The newest camera on the Hubble Space Telescope has created an unprecedented image of a huge hunk of the sky, including at least 10,000 galaxies, which could help determine how our own Milky Way evolved, astronomers said on Thursday.
The new mosaic is the largest color image ever made by the orbiting telescope, covering an area of the sky about the apparent size of the full moon. This may not sound big, but it is 150 times the size of images made by an earlier survey of galaxies known as the Hubble Deep Field image.
In this case, the size of the picture is important, because narrow, if deep, images of the cosmos can give a misleading impression of what is out there.

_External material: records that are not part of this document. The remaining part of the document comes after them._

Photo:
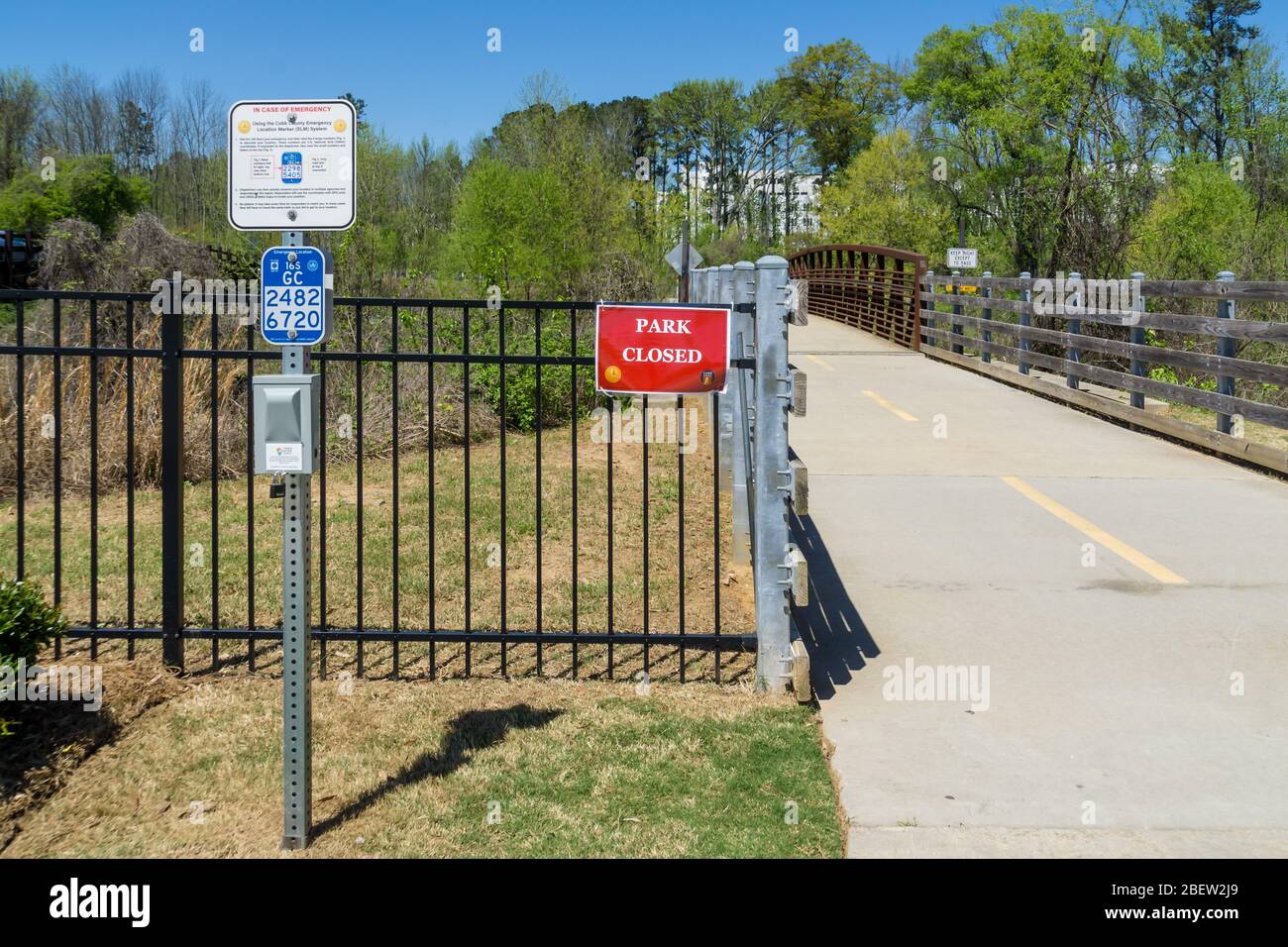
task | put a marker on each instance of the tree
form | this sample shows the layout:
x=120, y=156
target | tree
x=1209, y=48
x=20, y=111
x=86, y=188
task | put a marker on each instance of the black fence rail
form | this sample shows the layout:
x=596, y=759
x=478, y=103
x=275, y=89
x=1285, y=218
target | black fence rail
x=481, y=509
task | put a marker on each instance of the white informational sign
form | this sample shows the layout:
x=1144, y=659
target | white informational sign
x=291, y=165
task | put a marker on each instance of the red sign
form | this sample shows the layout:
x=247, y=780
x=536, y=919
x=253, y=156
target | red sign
x=661, y=348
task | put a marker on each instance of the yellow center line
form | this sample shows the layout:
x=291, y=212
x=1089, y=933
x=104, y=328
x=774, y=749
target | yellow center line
x=888, y=406
x=1094, y=532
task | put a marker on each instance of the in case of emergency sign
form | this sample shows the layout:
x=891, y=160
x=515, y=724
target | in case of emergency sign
x=660, y=348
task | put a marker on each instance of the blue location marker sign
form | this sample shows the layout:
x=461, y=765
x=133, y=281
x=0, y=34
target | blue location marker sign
x=295, y=289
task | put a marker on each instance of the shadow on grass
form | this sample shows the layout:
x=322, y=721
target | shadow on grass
x=831, y=626
x=468, y=733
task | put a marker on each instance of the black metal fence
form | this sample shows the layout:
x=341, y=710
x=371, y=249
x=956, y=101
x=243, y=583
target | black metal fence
x=469, y=517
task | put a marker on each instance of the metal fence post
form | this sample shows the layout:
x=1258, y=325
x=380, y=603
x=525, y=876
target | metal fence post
x=957, y=311
x=1227, y=348
x=988, y=315
x=1025, y=320
x=171, y=476
x=773, y=565
x=1073, y=328
x=739, y=279
x=1137, y=338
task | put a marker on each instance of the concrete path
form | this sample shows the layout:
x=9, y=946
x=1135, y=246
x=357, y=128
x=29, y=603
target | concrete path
x=1120, y=604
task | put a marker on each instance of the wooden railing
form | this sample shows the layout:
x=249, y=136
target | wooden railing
x=871, y=287
x=1232, y=367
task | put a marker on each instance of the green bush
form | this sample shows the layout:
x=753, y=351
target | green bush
x=27, y=622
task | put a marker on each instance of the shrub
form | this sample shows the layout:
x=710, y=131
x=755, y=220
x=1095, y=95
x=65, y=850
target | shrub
x=27, y=622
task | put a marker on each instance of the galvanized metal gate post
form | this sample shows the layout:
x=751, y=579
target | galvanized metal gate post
x=296, y=647
x=772, y=554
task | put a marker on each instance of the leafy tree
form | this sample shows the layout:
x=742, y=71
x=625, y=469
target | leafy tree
x=838, y=95
x=884, y=196
x=88, y=188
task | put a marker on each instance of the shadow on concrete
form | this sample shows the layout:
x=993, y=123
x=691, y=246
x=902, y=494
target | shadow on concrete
x=467, y=733
x=831, y=626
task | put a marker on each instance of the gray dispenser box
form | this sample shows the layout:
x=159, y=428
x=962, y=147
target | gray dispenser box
x=287, y=420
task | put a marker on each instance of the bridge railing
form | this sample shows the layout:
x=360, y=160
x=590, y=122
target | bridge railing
x=1176, y=342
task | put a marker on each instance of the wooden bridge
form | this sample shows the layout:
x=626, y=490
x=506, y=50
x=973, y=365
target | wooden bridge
x=1037, y=628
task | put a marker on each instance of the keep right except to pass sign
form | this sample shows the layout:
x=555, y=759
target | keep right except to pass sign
x=661, y=348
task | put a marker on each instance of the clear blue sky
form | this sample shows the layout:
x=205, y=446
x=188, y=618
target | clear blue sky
x=423, y=67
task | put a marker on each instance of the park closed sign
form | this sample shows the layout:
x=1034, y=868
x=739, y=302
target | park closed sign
x=661, y=348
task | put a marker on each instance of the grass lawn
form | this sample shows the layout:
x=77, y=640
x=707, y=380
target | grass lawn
x=468, y=768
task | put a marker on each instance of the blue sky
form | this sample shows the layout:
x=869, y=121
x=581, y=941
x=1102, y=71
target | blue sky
x=423, y=67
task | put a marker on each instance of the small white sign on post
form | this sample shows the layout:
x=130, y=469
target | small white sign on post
x=291, y=165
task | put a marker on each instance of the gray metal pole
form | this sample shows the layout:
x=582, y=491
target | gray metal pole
x=1137, y=338
x=296, y=647
x=772, y=478
x=987, y=291
x=1228, y=348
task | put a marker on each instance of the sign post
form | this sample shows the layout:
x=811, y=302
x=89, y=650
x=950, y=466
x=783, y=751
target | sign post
x=291, y=167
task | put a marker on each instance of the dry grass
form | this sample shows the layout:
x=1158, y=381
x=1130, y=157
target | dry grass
x=424, y=602
x=400, y=770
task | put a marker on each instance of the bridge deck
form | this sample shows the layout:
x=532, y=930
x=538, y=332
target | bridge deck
x=1109, y=684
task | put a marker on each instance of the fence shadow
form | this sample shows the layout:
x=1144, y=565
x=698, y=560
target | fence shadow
x=468, y=733
x=833, y=631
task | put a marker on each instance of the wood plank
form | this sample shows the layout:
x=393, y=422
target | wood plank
x=1222, y=403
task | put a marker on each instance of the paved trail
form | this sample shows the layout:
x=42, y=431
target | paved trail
x=1109, y=583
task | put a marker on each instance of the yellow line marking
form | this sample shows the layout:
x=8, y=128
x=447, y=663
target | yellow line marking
x=1090, y=530
x=888, y=406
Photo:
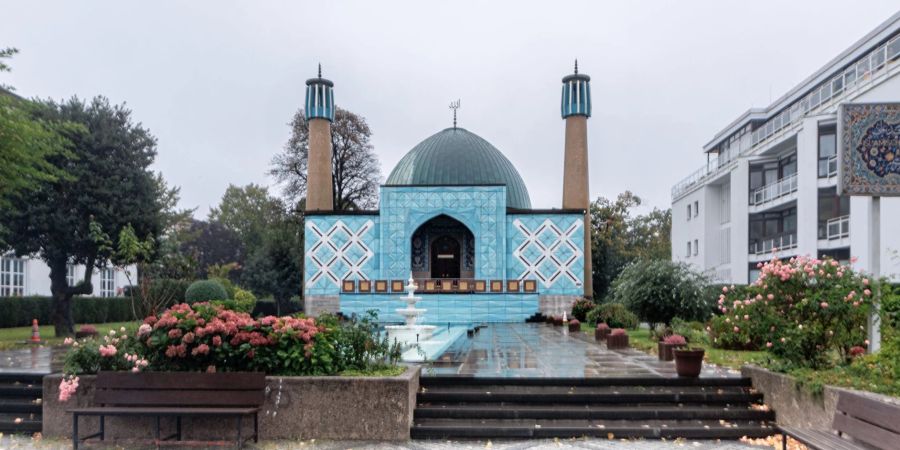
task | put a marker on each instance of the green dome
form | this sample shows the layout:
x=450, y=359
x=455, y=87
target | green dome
x=456, y=156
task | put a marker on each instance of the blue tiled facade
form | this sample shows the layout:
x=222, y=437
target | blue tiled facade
x=509, y=245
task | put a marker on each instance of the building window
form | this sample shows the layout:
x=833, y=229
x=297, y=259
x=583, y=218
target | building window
x=827, y=152
x=12, y=277
x=107, y=283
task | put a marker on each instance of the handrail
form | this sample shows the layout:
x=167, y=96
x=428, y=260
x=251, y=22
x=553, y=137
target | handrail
x=774, y=191
x=829, y=94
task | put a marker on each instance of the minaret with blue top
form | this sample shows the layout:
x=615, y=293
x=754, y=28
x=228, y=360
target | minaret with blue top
x=575, y=108
x=319, y=115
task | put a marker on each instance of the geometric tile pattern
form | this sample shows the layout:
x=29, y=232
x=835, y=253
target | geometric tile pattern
x=482, y=209
x=548, y=252
x=547, y=248
x=338, y=248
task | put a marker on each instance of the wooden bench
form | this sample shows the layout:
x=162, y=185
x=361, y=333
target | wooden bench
x=868, y=421
x=175, y=394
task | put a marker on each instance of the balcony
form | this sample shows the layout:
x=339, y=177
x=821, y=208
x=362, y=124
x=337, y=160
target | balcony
x=868, y=70
x=770, y=193
x=763, y=249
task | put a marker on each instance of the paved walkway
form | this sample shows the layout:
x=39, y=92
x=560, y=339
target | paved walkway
x=540, y=350
x=24, y=442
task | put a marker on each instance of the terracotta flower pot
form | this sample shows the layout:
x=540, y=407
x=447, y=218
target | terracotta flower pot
x=619, y=341
x=666, y=351
x=601, y=332
x=688, y=362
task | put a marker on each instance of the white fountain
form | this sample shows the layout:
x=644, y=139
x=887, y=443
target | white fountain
x=410, y=333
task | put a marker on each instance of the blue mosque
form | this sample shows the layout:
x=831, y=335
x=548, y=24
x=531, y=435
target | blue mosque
x=455, y=215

“Galaxies are incredibly diverse creatures,” Shardha Jogee, an astronomer at the Space Telescope Science Institute in Baltimore, said at a news briefing. “You really need a large sample, otherwise your results get skewed.”
Patchwork of 63 squares
The new image, created with Hubble’s Advanced Camera for Surveys, is a patchwork of 63 squares showing the area around the constellation Fornax in the southern celestial hemisphere.
Looking closely with high resolution, scientists found detailed pictures of 10,000 galaxies, and expect there are thousands of other, fainter galaxies in the same field of view.
Presented at a meeting of the American Astronomical Society in Atlanta, this research by an international group of scientists is meant to study how galaxies form. This is particularly important for those studying the Milky Way galaxy, which contains our solar system, Jogee said.
Because earthly observers are sitting within the Milky Way, their vantage point is better for galaxies outside our own, which can be glimpsed in their entirety.
The international team chose to make a mosaic of the field around Fornax because they already knew the distances to the 10,000 galaxies.
By knowing the distances, astronomers could also determine how long light had taken to get from them to the Hubble’s camera, enabling them to see the galaxies as they were when the universe was about 4.5 billion years old. Scientists believe the universe is currently 13.7 billion years old.
Dominated by spirals
Jogee noted that most of the galaxies in the present-day universe — more than 70 percent — appear to be barred spiral galaxies like the Milky Way. These are pinwheel-shaped galaxies with elongated concentrations of stars that funnel gas to the center of the galaxy to fuel furious bursts of star formation.
There are also unbarred spiral galaxies and elliptical galaxies, which look smooth and round. The image also captured galactic mergers, in which stars experienced what astronomers call violent relaxation — a sort of “stellar amnesia” when stars forget where they were in a galaxy before the merger.
“By putting these different snapshots together, we could really piece together this big puzzle of galaxy evolution,” Jogee said.
The galaxy survey is known as GEMS, short for Galaxy Evolution from Morphology and Spectral Energy Distributions. Images are available online.